Bringing the date of Targa Rotorua forward, and adding a couple of competitive stages on the Friday - a day up until now reserved for documentation and scrutineering - has brought added benefits.
"For a start we give everyone involved a little bit more time between our two main events, Targa Rotorua and Targa New Zealand," said event director Peter Martin.
"By running the event in May rather than June we also get an extra hour of daylight, plus the greater likelihood of more settled weather.
"And because everyone was going to be in town on Friday anyway it's not going to cost anyone any more to do a couple of extra stages."
The extra stages are over the Manawahe/Braemar Rd east of Rotorua, with a service stop at Edgecumbe in between. Once they have run through the stage a second time, competitors return to the parc ferme on the Rotorua Village Green, opposite the Novotel Rotorua, for a car wash and show-and-shine event.
Saturday sees a return to the popular Waikiti and Ngakuru stages south of Rotorua in the morning, a lunch and service stop at Tokoroa, then four stages in the southwest Waikato before a return to Rotorua in the afternoon.
On Sunday, the field heads north for the Hamurana stage at the northern end of Lake Rotorua then back to the Waikato for stages near Matamata in the morning and Cambridge in the afternoon before returning via Paradise Valley near Ngongotaha to the finish line at the Novotel Rotorua around 5pm.
This year's event comprises 353 kilometres of closed road special stages ranging in length from seven to 26 kilometres.
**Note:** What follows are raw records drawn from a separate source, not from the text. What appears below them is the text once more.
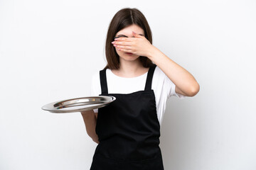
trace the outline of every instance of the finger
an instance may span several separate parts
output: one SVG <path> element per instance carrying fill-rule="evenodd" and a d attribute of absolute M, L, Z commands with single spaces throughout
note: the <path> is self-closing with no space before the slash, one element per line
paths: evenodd
<path fill-rule="evenodd" d="M 127 49 L 123 49 L 123 48 L 117 48 L 117 50 L 125 52 L 131 52 L 133 53 L 133 50 L 127 50 Z"/>
<path fill-rule="evenodd" d="M 142 38 L 142 35 L 140 35 L 136 33 L 134 31 L 132 31 L 132 34 L 136 38 Z"/>
<path fill-rule="evenodd" d="M 115 41 L 132 41 L 131 38 L 120 37 L 114 39 Z"/>
<path fill-rule="evenodd" d="M 132 50 L 130 46 L 125 46 L 125 45 L 114 45 L 114 46 L 117 49 L 125 49 L 125 50 Z"/>
<path fill-rule="evenodd" d="M 112 42 L 113 45 L 127 45 L 127 46 L 131 46 L 132 43 L 129 41 L 113 41 Z"/>

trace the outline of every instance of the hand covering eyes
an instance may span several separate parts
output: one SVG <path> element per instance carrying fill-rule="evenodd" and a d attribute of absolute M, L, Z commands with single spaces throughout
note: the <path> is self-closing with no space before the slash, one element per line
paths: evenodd
<path fill-rule="evenodd" d="M 117 36 L 117 37 L 114 37 L 114 40 L 116 39 L 116 38 L 120 38 L 120 37 L 128 38 L 127 36 L 126 36 L 126 35 L 119 35 L 119 36 Z M 147 39 L 147 37 L 146 37 L 146 38 Z"/>

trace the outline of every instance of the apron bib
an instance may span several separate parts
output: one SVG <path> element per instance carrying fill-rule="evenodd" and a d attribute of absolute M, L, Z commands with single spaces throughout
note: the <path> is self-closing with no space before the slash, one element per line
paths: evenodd
<path fill-rule="evenodd" d="M 90 170 L 164 170 L 155 96 L 154 72 L 148 72 L 145 89 L 131 94 L 108 94 L 106 69 L 100 71 L 102 94 L 116 100 L 98 108 L 96 147 Z"/>

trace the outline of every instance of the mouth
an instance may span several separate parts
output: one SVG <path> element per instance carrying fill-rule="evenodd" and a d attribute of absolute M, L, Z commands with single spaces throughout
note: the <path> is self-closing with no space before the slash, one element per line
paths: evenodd
<path fill-rule="evenodd" d="M 133 55 L 133 54 L 131 53 L 131 52 L 125 52 L 125 54 L 129 55 Z"/>

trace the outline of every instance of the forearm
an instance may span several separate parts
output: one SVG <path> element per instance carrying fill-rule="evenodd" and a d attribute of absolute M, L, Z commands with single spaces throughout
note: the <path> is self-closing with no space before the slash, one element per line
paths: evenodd
<path fill-rule="evenodd" d="M 95 131 L 97 118 L 93 110 L 81 112 L 81 114 L 85 124 L 87 133 L 94 142 L 99 143 L 98 136 Z"/>
<path fill-rule="evenodd" d="M 148 57 L 154 62 L 164 74 L 186 96 L 196 95 L 199 91 L 199 84 L 187 70 L 171 60 L 158 48 L 154 47 L 149 52 Z"/>

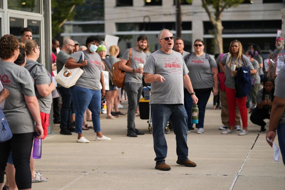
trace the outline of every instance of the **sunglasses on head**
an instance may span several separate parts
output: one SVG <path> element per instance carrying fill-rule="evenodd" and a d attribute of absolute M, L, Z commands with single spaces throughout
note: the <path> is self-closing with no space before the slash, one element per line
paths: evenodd
<path fill-rule="evenodd" d="M 195 46 L 195 47 L 198 47 L 198 46 L 199 46 L 199 47 L 201 47 L 202 46 L 202 45 L 203 45 L 203 44 L 194 44 L 194 45 Z"/>
<path fill-rule="evenodd" d="M 168 41 L 168 39 L 170 38 L 170 39 L 174 39 L 174 36 L 171 36 L 170 37 L 167 37 L 166 38 L 162 38 L 160 39 L 164 39 L 164 40 L 166 41 Z"/>

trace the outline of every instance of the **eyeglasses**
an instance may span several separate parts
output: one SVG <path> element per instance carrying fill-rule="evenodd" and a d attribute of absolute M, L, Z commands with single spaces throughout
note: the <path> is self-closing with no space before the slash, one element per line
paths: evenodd
<path fill-rule="evenodd" d="M 89 43 L 91 45 L 96 45 L 97 46 L 99 46 L 99 44 L 96 44 L 95 43 L 94 43 L 94 42 L 91 42 Z"/>
<path fill-rule="evenodd" d="M 34 49 L 33 49 L 33 50 L 34 50 L 34 49 L 36 49 L 36 48 L 39 48 L 39 50 L 41 50 L 41 46 L 38 46 L 37 47 L 36 47 L 35 48 L 34 48 Z"/>
<path fill-rule="evenodd" d="M 202 45 L 203 45 L 203 44 L 194 44 L 194 45 L 195 46 L 195 47 L 198 47 L 198 46 L 199 46 L 199 47 L 201 47 L 202 46 Z"/>
<path fill-rule="evenodd" d="M 166 38 L 162 38 L 160 39 L 164 39 L 164 40 L 166 41 L 168 41 L 168 39 L 170 38 L 170 39 L 174 39 L 174 36 L 170 36 L 170 37 L 167 37 Z"/>

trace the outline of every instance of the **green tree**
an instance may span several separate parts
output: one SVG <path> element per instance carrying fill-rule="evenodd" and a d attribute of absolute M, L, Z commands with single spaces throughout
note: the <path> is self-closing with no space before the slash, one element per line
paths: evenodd
<path fill-rule="evenodd" d="M 84 0 L 51 0 L 52 36 L 53 38 L 62 31 L 62 26 L 67 20 L 72 20 L 75 15 L 75 6 Z"/>

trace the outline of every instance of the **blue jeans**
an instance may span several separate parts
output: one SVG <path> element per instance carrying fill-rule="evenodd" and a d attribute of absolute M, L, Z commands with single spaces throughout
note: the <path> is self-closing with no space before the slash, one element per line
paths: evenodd
<path fill-rule="evenodd" d="M 211 88 L 194 90 L 196 96 L 198 98 L 197 105 L 199 109 L 199 120 L 198 123 L 196 124 L 196 128 L 203 128 L 204 127 L 206 106 L 210 97 L 211 91 Z M 190 130 L 193 126 L 193 124 L 191 123 L 191 110 L 193 104 L 193 100 L 186 88 L 184 89 L 184 104 L 185 109 L 186 110 L 188 116 L 187 126 L 188 130 Z"/>
<path fill-rule="evenodd" d="M 75 132 L 82 133 L 83 115 L 88 107 L 92 113 L 92 122 L 95 132 L 101 131 L 100 110 L 101 91 L 73 86 L 69 88 L 73 105 L 76 110 Z"/>
<path fill-rule="evenodd" d="M 178 159 L 188 159 L 187 146 L 187 113 L 182 104 L 151 104 L 153 147 L 156 164 L 165 162 L 167 144 L 164 131 L 169 121 L 176 136 L 176 153 Z"/>
<path fill-rule="evenodd" d="M 60 129 L 72 126 L 70 122 L 71 115 L 71 96 L 69 88 L 64 87 L 58 88 L 61 96 L 62 104 L 60 110 Z"/>
<path fill-rule="evenodd" d="M 285 165 L 285 124 L 282 124 L 277 126 L 277 134 L 283 163 Z"/>

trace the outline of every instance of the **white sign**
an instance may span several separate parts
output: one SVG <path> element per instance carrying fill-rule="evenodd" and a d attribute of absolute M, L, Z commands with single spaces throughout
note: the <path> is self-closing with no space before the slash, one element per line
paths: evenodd
<path fill-rule="evenodd" d="M 107 48 L 107 55 L 109 55 L 109 48 L 110 46 L 113 45 L 118 45 L 118 42 L 119 41 L 119 37 L 106 34 L 105 37 L 105 45 Z"/>
<path fill-rule="evenodd" d="M 280 53 L 277 55 L 277 64 L 276 65 L 276 72 L 275 76 L 277 76 L 280 69 L 285 65 L 285 53 Z"/>
<path fill-rule="evenodd" d="M 107 71 L 103 71 L 103 76 L 104 77 L 104 83 L 105 83 L 105 89 L 109 90 L 109 72 Z"/>

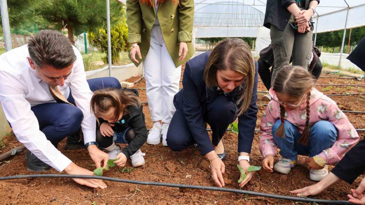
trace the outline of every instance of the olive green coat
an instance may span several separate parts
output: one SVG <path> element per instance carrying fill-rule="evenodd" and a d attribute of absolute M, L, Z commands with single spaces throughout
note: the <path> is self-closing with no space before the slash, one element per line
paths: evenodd
<path fill-rule="evenodd" d="M 127 22 L 128 24 L 128 42 L 137 43 L 141 50 L 142 60 L 137 55 L 139 63 L 143 61 L 150 49 L 151 30 L 156 20 L 154 6 L 140 3 L 139 0 L 127 0 Z M 194 54 L 191 43 L 194 18 L 194 0 L 180 0 L 179 4 L 172 0 L 165 0 L 159 3 L 157 16 L 165 44 L 177 67 L 189 60 Z M 179 61 L 179 42 L 188 44 L 185 58 Z M 131 58 L 130 54 L 129 58 Z"/>

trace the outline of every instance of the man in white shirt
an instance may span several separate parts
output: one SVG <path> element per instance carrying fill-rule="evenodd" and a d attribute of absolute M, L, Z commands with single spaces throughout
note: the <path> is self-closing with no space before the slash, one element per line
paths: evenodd
<path fill-rule="evenodd" d="M 46 171 L 50 166 L 69 174 L 93 175 L 57 149 L 67 136 L 70 148 L 86 146 L 97 167 L 107 165 L 109 155 L 95 142 L 96 120 L 90 103 L 91 88 L 110 86 L 121 87 L 114 78 L 87 81 L 80 52 L 57 31 L 42 31 L 28 44 L 0 56 L 0 100 L 15 135 L 27 149 L 29 170 Z M 80 126 L 83 142 L 77 134 Z M 101 180 L 73 180 L 106 187 Z"/>

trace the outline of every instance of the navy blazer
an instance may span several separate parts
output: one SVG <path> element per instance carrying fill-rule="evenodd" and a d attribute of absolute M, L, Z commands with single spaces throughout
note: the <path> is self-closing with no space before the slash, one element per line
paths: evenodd
<path fill-rule="evenodd" d="M 205 127 L 203 116 L 206 104 L 211 102 L 219 94 L 216 88 L 207 87 L 203 76 L 210 52 L 203 53 L 186 63 L 182 79 L 182 89 L 174 97 L 174 105 L 184 113 L 195 142 L 200 149 L 202 155 L 214 150 Z M 257 70 L 258 65 L 255 62 L 255 83 L 251 104 L 248 110 L 238 116 L 238 151 L 251 152 L 256 121 L 257 119 Z M 229 93 L 228 97 L 235 103 L 239 99 L 239 87 Z"/>

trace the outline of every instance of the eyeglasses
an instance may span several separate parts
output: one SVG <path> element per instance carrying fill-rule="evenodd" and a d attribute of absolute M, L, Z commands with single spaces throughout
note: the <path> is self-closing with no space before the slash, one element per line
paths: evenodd
<path fill-rule="evenodd" d="M 274 101 L 275 101 L 275 102 L 277 102 L 278 103 L 280 104 L 280 105 L 284 105 L 285 104 L 286 105 L 287 105 L 287 106 L 290 106 L 291 107 L 293 107 L 293 108 L 298 108 L 299 107 L 299 106 L 300 106 L 300 104 L 301 104 L 301 101 L 302 101 L 302 100 L 303 100 L 303 98 L 304 98 L 304 97 L 305 96 L 306 96 L 306 95 L 304 95 L 304 96 L 303 96 L 303 97 L 301 97 L 301 98 L 300 99 L 300 101 L 299 101 L 299 103 L 298 103 L 298 104 L 297 104 L 296 105 L 292 105 L 291 104 L 288 104 L 288 103 L 287 103 L 286 102 L 281 102 L 281 101 L 280 101 L 278 100 L 275 100 L 274 99 L 275 98 L 276 98 L 276 99 L 278 99 L 277 98 L 277 96 L 275 96 L 276 97 L 273 98 L 273 100 Z"/>

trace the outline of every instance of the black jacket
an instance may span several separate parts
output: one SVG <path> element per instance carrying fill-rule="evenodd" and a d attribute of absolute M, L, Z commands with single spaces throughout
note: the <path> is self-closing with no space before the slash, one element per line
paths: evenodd
<path fill-rule="evenodd" d="M 309 7 L 309 3 L 312 1 L 317 1 L 319 3 L 320 0 L 306 0 L 306 8 Z M 295 4 L 295 0 L 268 0 L 266 3 L 266 11 L 264 20 L 264 26 L 270 29 L 272 24 L 284 31 L 290 18 L 291 13 L 287 8 L 292 4 Z M 313 30 L 313 24 L 311 30 Z"/>
<path fill-rule="evenodd" d="M 202 155 L 214 150 L 209 136 L 203 125 L 203 116 L 206 105 L 214 100 L 219 94 L 216 88 L 213 90 L 207 88 L 203 79 L 204 69 L 210 52 L 204 53 L 188 61 L 185 66 L 182 80 L 182 89 L 175 95 L 174 105 L 184 113 L 190 131 L 200 149 Z M 247 112 L 238 116 L 238 152 L 251 152 L 256 121 L 257 119 L 257 62 L 255 63 L 256 74 L 251 104 Z M 239 98 L 238 88 L 229 94 L 231 100 L 235 102 Z"/>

There are 60 entries spread across the three classes - Allcomers 4WD, Instra.com Modern 2WD and Metalman Classic 2WD - with 17 cars in the non-competitive Targa Tour.
Joint favourites are two-time and defending champions Glen Inkster and co-driver Spencer Winn in their new Mitsubishi Evo8 and five-time Targa New Zealand winner Tony Quinn and co-driver Naomi Tillett in Quinn's latest Nissan GT-R35.